The Supreme Court ended its 2024 term with decisions that majorly impact healthcare. Namely, it overturned the Chevron doctrine, allowed emergency abortions to continue in Idaho and kept abortion medication mifepristone on the market.  

What to read:

CONGRESS

  • In May, Senate Majority Leader Chuck Schumer, D-New York, released the Senate’s artificial intelligence framework, which spanned sectors. The main takeaways for healthcare were for Congress to appropriate funds for AI and for congressional healthcare committees to consider AI policy frameworks.
  • Competing telehealth bills emerged from two House healthcare committees. Both pieces of legislation would extend Medicare telehealth flexibilities for two years, through December 2026. The House Ways and Means Committee has forwarded its bill, while the House Energy and Commerce Committee canceled a full committee vote on the bill minutes before the markup began in late June.
  • The E&C innovation subcommittee successfully passed Chairwoman Cathy McMorris-Rodgers’ American Privacy Rights Act. The health data privacy legislation was supposed to be marked up with the telehealth extension bill, but the markup was canceled. 
  • The Senate passed the fiscal year 2025 Labor/HHS appropriations bill. The House failed to vote on the legislation before it took its recess in early August.
  • W&M passed its bill that would allow for Medicare coverage of FDA-designated breakthrough devices. The bill passed E&C last year. The Centers for Medicare & Medicaid Services (CMS) also released the final version of the Transitional Coverage for Emerging Technologies (TCET) rule, which addresses the same issue but to some does not go far enough to pay for medical devices. Medical device manufacturing advocates pressed Congress to move forward with the bill.
  • The Healthcare Cybersecurity Act was introduced by Sens. Jacky Rosen, D-Nevada, Todd Young, R-Indiana, and Angus King, I-Maine. It was referred to the Committee on Homeland Security and Governmental Affairs.

AGENCIES

  • CMS released the FY2025 Physician Fee Schedule, which contained a new proposed billing framework for digital therapeutics and permanent audio-only telehealth coverage.
  • ONC is now called the Office of the Assistant Secretary for Technology Policy (ASTP). The office announced its reorganization, and additional leading tech policy roles, in late July.
  • ONC finalized its information blocking rule. 
  • ASTP/ONC released the proposed HTI-2 rule.
  • FDA announced the first sitting members of its Digital Health Advisory Committee.
  • Micky Tripathi, Ph.D., (ONC) and Troy Tazbaz (FDA) resigned from the board of health AI trade group, the Coalition for Health AI.
  • The Office of Management and Budget released its biannual schedule of regulatory actions. The schedule noted that the highly anticipated Drug Enforcement Administration rule on telehealth prescribing of controlled substances will come out in September.
  • HHS’ Office for Civil Rights (OCR) finalized the Section 1557 nondiscrimination rule which had implications for telehealth and AI. OCR also finalized updates to HIPAA's privacy protections for reproductive health information.
  • A federal judge in Texas vacated HHS policy against hospital web trackers.
  • The Federal Trade Commission finalized changes to the Health Breach Notification Rule

Special edition: SCOTUS

The Supreme Court made major decisions this summer that impact healthcare.

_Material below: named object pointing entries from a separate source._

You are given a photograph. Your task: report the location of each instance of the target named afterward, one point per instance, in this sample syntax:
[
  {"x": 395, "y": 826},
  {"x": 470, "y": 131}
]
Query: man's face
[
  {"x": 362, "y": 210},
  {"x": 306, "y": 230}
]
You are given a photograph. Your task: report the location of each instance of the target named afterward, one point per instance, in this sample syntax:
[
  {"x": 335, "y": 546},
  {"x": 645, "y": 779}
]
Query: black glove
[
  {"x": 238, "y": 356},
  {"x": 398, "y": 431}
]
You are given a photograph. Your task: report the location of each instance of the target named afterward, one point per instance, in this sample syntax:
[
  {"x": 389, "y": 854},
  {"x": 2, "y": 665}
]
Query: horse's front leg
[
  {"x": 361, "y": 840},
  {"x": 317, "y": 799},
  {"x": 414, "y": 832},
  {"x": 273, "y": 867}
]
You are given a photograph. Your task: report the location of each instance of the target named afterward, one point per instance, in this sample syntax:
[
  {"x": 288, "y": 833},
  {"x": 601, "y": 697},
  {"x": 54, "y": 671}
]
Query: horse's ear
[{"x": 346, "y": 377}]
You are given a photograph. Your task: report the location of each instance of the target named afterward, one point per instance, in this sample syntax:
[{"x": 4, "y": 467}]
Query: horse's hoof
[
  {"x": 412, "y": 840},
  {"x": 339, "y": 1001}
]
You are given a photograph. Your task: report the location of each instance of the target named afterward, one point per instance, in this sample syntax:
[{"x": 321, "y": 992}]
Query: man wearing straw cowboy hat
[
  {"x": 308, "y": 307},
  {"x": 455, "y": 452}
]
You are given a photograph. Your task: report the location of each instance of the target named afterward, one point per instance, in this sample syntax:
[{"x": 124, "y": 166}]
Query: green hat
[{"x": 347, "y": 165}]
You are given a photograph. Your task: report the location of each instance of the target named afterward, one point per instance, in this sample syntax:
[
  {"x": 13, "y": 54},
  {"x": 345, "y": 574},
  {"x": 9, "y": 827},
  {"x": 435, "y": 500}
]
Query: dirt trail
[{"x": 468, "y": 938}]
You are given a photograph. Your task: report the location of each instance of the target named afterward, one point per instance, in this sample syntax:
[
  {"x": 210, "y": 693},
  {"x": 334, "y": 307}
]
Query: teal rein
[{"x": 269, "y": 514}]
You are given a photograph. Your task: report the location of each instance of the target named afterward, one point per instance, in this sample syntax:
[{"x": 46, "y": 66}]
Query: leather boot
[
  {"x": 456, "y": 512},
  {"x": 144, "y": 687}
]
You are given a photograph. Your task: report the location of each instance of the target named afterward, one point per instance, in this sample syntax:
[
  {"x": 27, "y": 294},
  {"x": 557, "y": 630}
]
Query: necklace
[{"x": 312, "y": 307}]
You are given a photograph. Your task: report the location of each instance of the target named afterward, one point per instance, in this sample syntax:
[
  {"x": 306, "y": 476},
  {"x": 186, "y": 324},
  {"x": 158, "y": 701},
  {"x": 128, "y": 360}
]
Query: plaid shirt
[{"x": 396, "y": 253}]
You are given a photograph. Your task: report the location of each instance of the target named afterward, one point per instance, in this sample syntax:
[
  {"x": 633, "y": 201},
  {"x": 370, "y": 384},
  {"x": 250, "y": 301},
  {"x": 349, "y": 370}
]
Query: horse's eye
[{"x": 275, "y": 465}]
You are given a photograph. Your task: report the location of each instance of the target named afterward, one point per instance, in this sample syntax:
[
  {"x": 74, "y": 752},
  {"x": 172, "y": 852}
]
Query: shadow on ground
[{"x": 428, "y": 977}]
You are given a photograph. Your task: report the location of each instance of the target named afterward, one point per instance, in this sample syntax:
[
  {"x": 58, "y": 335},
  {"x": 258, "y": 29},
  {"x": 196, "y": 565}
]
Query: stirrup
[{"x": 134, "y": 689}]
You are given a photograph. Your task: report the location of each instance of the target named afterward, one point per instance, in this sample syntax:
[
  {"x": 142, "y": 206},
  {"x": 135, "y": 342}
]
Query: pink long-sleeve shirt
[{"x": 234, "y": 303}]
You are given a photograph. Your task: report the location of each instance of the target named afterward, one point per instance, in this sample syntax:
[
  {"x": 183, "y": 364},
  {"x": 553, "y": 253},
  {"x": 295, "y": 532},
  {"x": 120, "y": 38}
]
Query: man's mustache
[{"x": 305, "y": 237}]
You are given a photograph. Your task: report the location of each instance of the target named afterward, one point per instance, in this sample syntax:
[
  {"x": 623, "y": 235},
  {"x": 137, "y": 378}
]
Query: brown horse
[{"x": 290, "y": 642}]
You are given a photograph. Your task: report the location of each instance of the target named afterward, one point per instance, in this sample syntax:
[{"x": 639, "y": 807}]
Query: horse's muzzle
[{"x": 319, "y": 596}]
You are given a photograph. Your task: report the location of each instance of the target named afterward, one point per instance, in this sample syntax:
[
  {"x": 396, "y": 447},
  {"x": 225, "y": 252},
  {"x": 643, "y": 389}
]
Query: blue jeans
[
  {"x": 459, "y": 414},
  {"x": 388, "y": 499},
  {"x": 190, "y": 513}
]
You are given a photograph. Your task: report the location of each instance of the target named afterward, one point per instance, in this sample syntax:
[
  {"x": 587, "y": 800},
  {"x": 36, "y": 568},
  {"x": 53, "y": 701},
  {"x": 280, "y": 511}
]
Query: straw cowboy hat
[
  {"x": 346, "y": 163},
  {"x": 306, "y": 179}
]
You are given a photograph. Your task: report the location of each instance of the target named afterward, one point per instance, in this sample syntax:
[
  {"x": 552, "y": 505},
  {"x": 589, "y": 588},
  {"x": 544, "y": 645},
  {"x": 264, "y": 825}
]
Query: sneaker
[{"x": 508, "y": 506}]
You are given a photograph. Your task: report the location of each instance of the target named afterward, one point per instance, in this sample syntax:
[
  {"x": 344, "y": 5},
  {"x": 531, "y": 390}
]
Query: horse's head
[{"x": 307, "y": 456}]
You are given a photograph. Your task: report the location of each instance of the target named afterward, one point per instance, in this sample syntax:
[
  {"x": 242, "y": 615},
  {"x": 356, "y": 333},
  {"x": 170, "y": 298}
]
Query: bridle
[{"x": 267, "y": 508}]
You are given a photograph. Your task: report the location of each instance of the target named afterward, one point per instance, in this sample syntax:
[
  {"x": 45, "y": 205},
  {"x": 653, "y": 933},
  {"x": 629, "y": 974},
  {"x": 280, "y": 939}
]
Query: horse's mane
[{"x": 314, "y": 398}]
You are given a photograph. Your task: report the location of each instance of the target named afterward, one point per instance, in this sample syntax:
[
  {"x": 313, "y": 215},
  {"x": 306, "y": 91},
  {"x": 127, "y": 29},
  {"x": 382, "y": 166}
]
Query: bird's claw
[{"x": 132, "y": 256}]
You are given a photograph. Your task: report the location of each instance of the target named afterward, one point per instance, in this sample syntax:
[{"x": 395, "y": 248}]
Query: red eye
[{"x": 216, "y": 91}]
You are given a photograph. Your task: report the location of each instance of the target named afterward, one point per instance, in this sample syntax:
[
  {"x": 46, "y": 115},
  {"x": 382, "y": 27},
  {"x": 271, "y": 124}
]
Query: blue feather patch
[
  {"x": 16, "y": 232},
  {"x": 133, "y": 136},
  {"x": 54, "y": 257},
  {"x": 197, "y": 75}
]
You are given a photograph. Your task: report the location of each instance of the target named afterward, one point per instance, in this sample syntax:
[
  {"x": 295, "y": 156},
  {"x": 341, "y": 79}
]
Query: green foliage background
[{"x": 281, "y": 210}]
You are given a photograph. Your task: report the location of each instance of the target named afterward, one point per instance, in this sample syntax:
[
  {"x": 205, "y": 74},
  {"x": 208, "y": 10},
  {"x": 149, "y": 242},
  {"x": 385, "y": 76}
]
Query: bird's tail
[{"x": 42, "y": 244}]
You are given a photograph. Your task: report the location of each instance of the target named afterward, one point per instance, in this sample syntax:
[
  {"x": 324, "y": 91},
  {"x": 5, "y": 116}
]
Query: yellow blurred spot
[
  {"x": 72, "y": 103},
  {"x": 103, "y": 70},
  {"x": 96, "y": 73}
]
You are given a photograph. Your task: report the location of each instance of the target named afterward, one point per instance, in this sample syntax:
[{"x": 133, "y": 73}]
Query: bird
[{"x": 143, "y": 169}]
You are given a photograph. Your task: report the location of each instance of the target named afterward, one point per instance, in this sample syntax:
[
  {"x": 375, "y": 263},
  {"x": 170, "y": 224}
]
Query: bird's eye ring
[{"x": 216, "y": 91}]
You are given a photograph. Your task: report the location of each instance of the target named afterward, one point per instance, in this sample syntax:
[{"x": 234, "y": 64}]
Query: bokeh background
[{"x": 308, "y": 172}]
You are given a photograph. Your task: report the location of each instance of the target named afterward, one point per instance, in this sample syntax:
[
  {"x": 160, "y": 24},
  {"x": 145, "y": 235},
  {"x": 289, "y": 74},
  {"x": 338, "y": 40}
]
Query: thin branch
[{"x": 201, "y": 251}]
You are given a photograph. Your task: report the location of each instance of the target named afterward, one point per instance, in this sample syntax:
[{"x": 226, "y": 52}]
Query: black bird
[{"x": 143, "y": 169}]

  • SCOTUS overruled a 1984 case that established what has been known as the Chevron doctrine in Loper Bright Enterprises v. Raimondo. The decision will scale back how much leeway healthcare agencies have to interpret laws passed by Congress. 
  • The Supreme Court allowed for emergency abortions to continue in Idaho when it dismissed the cases Moyle v. United States and Idaho v. United States. Idaho’s abortion ban continues to be blocked because it conflicts with the Emergency Medical Treatment and Labor Act (EMTALA) of 1986. 
  • It also threw out the case Food and Drug Administration v. Alliance for Hippocratic Medicine which challenged the approval of mifepristone, a drug used for medication abortion, keeping the drug on the market for now.